Archived
This forum has been archived. Please start a new discussion on GitHub.
Multiple threads smashing the stack
in Help Center
I'm currently hunting an elusive bug and have cornered it in a small portion of code where it looks like one Ice thread is smashing the stack of another Ice thread.
Until "adapter->activate();" is called (see the code below) the process is single-threaded.
After "adapter->activate();" is called a number of Ice threads are started, with one working and the rest waiting in a semaphor. This is still as I expected.
When GameClientConnPrx::uncheckedCast() is called however, an extra active Ice-thread shows up shortly, giving me a total of two active Ice-threads for a short while.
I would have expected that only one Ice-thread would be active at any given moment, with the rest waiting in a semaphor.
When the last line (::GameClient::MasterServerPrx::checkedCast(base)) is executed I again have two active Ice-threads, but this time the stack looks broken (I can reproduce it most of the time, but it does seem dependent on timing between threads).
In the stack (see stackdump below), a variable "void * pUserData", which is passed unmodified from "free()" to "_free_dbg()", has changed value from one stackframe to the next.
Also, if I read the code correctly the next stackframe after "msvcr71d.dll!_free_dbg()" should be "msvcr71d.dll!_free_dbg_lk()", not somewhere in "mswsock.dll".
This looks like something smashed the stack.
Am i misusing the Ice library by calling Ice functions (checkedCast() and such) from the main thread after starting "adapter->activate()"?
If so, then how do I interact with the Ice from my main thread?
(The main thread run a single-threaded graphics engine).

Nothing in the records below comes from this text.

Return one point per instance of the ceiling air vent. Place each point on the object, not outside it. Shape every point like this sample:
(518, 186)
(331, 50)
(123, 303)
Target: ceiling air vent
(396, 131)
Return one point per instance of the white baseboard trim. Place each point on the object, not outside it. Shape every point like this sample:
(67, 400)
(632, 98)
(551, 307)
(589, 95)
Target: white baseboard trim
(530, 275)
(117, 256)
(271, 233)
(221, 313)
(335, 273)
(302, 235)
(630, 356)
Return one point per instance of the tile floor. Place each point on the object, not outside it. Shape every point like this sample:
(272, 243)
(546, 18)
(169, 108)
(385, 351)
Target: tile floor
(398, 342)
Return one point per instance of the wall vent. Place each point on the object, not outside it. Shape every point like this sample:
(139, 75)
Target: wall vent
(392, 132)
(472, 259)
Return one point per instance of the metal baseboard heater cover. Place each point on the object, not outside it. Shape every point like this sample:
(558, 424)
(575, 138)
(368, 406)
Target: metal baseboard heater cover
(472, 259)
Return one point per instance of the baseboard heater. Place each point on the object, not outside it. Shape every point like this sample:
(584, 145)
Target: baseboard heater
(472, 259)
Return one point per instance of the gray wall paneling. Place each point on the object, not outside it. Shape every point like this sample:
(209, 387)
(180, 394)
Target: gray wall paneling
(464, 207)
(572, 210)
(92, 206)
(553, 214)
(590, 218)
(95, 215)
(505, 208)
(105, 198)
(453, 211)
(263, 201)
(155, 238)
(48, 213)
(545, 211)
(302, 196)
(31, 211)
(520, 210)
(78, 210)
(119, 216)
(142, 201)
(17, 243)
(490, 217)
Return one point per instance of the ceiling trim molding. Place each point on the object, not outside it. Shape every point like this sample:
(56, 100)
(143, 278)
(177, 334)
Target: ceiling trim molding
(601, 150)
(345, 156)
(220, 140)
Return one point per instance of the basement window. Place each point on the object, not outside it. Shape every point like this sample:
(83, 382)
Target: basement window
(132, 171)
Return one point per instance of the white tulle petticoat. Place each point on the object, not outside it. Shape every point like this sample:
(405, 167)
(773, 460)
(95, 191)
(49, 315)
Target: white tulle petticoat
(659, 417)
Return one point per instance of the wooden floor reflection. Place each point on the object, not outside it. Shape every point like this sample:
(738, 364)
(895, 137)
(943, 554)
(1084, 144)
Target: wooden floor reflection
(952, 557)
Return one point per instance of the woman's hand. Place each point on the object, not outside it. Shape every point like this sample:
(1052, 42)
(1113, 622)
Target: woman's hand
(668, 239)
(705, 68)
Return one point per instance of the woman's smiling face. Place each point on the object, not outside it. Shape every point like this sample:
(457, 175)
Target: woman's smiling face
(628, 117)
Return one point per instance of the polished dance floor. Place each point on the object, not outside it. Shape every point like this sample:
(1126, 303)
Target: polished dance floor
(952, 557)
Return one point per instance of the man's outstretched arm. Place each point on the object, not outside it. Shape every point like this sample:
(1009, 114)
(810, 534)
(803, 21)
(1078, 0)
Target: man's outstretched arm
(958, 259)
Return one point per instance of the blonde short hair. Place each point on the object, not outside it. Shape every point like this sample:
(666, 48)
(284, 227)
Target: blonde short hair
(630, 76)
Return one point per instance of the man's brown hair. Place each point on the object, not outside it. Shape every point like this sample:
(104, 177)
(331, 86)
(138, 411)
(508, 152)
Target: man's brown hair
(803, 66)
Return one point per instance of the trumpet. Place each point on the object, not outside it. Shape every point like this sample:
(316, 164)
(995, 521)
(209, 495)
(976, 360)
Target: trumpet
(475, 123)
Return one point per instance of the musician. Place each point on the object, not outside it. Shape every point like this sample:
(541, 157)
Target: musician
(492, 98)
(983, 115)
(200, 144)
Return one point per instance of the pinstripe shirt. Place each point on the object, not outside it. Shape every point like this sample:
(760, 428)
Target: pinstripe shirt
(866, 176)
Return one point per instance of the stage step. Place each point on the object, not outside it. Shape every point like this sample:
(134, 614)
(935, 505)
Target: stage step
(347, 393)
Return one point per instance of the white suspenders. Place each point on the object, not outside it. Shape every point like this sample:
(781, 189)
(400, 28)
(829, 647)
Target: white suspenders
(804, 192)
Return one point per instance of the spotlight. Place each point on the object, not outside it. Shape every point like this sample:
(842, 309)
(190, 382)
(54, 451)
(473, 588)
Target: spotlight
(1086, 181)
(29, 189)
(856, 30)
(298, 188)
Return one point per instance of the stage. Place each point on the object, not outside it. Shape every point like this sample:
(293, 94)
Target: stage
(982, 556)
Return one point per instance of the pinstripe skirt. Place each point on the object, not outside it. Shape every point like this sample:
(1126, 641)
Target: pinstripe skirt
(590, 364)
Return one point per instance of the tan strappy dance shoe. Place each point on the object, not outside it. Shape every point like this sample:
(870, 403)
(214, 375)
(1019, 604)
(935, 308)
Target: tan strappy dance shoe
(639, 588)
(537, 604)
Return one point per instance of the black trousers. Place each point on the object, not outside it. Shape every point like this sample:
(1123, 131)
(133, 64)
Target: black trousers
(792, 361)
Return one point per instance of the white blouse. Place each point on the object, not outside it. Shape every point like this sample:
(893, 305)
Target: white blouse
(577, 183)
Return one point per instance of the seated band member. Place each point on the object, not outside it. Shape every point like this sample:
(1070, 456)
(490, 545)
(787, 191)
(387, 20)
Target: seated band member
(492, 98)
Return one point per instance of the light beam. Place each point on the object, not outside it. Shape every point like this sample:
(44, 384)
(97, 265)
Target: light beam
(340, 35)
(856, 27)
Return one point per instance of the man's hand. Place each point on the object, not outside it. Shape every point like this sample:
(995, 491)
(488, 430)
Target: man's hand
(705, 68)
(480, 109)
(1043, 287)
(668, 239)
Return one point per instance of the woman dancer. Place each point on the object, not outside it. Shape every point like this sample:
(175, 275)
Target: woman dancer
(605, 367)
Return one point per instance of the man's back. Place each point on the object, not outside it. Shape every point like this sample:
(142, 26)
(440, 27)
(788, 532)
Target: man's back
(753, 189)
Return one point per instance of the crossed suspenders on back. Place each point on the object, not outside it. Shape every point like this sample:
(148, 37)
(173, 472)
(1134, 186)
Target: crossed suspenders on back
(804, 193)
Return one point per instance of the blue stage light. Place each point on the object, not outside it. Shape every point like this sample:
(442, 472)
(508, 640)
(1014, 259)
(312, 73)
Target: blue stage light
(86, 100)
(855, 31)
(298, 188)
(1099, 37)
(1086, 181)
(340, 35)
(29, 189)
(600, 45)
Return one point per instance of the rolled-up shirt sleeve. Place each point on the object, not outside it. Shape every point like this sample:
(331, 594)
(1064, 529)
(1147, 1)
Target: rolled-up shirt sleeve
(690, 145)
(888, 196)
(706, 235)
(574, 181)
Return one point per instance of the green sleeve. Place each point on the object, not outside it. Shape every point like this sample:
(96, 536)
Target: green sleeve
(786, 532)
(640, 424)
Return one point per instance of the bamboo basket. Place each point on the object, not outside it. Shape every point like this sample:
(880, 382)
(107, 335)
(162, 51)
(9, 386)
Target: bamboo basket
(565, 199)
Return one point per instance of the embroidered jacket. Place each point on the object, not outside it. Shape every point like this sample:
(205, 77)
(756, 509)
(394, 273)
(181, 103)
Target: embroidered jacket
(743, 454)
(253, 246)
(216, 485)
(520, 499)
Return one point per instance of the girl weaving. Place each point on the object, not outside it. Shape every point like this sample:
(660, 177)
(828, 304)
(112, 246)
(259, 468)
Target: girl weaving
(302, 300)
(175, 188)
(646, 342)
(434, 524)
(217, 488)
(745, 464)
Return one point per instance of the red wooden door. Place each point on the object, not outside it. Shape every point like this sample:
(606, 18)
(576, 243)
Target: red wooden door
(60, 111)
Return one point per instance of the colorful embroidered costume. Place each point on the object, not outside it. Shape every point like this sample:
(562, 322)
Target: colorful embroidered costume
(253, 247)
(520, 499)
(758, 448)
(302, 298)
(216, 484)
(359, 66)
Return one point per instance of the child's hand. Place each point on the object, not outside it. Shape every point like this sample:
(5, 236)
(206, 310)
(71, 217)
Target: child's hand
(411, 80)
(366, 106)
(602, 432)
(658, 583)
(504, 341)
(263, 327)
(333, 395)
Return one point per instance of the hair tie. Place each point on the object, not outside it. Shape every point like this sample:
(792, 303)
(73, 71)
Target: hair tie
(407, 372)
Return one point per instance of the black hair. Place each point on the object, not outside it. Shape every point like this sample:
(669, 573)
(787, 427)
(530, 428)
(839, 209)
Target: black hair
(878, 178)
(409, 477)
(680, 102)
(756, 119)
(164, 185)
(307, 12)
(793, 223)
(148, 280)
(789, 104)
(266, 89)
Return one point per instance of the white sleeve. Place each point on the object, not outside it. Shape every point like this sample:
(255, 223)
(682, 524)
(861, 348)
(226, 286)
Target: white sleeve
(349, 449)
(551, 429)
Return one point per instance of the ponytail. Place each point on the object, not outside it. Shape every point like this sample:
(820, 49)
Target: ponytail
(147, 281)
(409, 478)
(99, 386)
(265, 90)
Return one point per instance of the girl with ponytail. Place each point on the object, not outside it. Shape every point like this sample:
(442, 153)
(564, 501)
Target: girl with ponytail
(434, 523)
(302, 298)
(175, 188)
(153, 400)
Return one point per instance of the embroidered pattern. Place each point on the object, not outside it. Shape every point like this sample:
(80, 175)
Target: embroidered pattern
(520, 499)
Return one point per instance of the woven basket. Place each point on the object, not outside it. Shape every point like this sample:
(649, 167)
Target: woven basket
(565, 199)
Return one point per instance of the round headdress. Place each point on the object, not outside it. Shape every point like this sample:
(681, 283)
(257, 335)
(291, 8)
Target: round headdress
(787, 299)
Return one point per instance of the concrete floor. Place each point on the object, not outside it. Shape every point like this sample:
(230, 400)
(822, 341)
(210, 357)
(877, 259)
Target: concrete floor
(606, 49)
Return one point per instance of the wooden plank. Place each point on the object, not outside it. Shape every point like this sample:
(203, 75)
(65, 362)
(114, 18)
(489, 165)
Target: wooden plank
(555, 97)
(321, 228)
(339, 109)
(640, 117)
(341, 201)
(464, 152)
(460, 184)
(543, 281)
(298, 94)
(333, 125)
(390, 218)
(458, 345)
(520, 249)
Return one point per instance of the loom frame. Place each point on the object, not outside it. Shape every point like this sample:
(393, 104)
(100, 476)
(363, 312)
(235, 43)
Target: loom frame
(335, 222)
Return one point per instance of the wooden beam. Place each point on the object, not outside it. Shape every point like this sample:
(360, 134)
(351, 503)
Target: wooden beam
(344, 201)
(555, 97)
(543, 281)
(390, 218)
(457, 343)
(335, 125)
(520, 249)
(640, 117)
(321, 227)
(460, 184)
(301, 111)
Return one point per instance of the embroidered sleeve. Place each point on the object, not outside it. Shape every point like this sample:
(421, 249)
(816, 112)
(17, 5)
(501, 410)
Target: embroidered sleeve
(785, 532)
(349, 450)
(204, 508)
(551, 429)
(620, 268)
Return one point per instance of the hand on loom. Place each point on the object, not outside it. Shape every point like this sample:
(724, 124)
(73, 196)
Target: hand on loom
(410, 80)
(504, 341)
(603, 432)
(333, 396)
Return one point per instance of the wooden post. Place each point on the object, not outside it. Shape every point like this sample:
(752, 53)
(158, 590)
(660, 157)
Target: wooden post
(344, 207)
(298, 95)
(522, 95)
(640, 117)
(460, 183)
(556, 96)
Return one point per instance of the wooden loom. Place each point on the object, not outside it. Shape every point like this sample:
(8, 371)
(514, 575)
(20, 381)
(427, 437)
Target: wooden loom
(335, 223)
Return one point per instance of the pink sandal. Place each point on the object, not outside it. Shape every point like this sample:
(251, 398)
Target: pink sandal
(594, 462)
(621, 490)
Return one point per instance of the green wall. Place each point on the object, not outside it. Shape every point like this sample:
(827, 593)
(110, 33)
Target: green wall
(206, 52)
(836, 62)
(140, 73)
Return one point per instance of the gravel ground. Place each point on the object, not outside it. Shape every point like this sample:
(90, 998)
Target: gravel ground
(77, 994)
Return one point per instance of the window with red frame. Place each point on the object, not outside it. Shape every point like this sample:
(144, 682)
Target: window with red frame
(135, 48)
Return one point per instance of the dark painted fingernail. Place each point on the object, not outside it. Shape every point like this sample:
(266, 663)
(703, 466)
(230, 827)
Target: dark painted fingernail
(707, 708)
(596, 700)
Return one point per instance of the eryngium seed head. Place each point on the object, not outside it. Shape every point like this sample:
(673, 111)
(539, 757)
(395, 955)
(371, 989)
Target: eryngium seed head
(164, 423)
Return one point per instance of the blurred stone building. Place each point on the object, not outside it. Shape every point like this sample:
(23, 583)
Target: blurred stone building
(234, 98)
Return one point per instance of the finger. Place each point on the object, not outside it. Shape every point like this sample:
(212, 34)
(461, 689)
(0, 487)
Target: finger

The relevant portion of code looks like this:
main() {
<< Initializing qube 3D system and loading Q-databases >>
<< calling initIceLocal()>>
[...]
}
void GameContext::initIceLocal() {
properties = Ice::Application::communicator()->getProperties();
initIceFactories();
Ice::Identity ident = Ice::stringToIdentity("GameClient_"+IceUtil::generateUUID());
connection = new GameClientConnImpl();
adapter = Ice::Application::communicator()->createObjectAdapter("GameClient");
adapter->add(connection, ident);
adapter->activate();
thisProxy = GameClientConnPrx::uncheckedCast(adapter->createProxy(ident));
string masterServerProxy = properties->getProperty("GameClient.MasterServer");
Ice::ObjectPrx base = Ice::Application::communicator()->stringToProxy(masterServerProxy);
masterServer = ::GameClient::MasterServerPrx::checkedCast(base);
}
***** Begin Threads at the end of initIceLocal() ******
3752 main GameContext::initIceLocal Normal 0
2336 _threadstartex std::_Tree<std::_Tmap_traits<unsigned int,IceInternal::Handle<IceInternal::EventHandler>,std::less<unsigned int>,std::allocator<std::pair<unsigned int const ,IceInternal::Handle<IceInternal::EventHandler> > >,0> >::_Buynode Normal 0
3880 _threadstartex IceUtil::Semaphore::wait Normal 0
2148 _threadstartex IceUtil::Semaphore::wait Normal 0
232 _threadstartex IceUtil::Semaphore::wait Normal 0
2372 _threadstartex IceUtil::Semaphore::wait Normal 0
2540 Win32 Thread 7c90eb94 Above Normal 0
3744 _threadstartex _free_dbg Normal 0
***** End Threads at the end of initIceLocal() ******
***** Begin stack of thread 3744 (_free_dbg) ******
ntdll.dll!7c90eb94()
ntdll.dll!7c90e9c0()
mswsock.dll!71a53ca5()
ntdll.dll!7c90d8ef()
mswsock.dll!71a55fa7()
msvcr71d.dll!_free_dbg(void * pUserData=0x00000000, int nBlockUse=0x00000001) Line 1070 + 0x1c C
msvcr71d.dll!free(void * pUserData=0x71aa150c) Line 1025 + 0xb C
05f2e5f0()
ws2_32.dll!71ab2e67()
ice21d.dll!IceInternal::ThreadPool::run() Line 342 + 0x1c C++
ice21d.dll!IceInternal::ThreadPool::EventHandlerThread::run() Line 813 + 0x1c C++
iceutil21d.dll!startHook(void * arg=0x053fb718) Line 203 + 0x1d C++
msvcr71d.dll!_threadstartex(void * ptd=0x053fb8a8) Line 241 + 0xd C
kernel32.dll!7c80b50b()
kernel32.dll!7c8399f3()
***** End stack of thread 3744 (_free_dbg) ******
Regards,
Richard Jørgensen
(Programmer at Runestone Game Development).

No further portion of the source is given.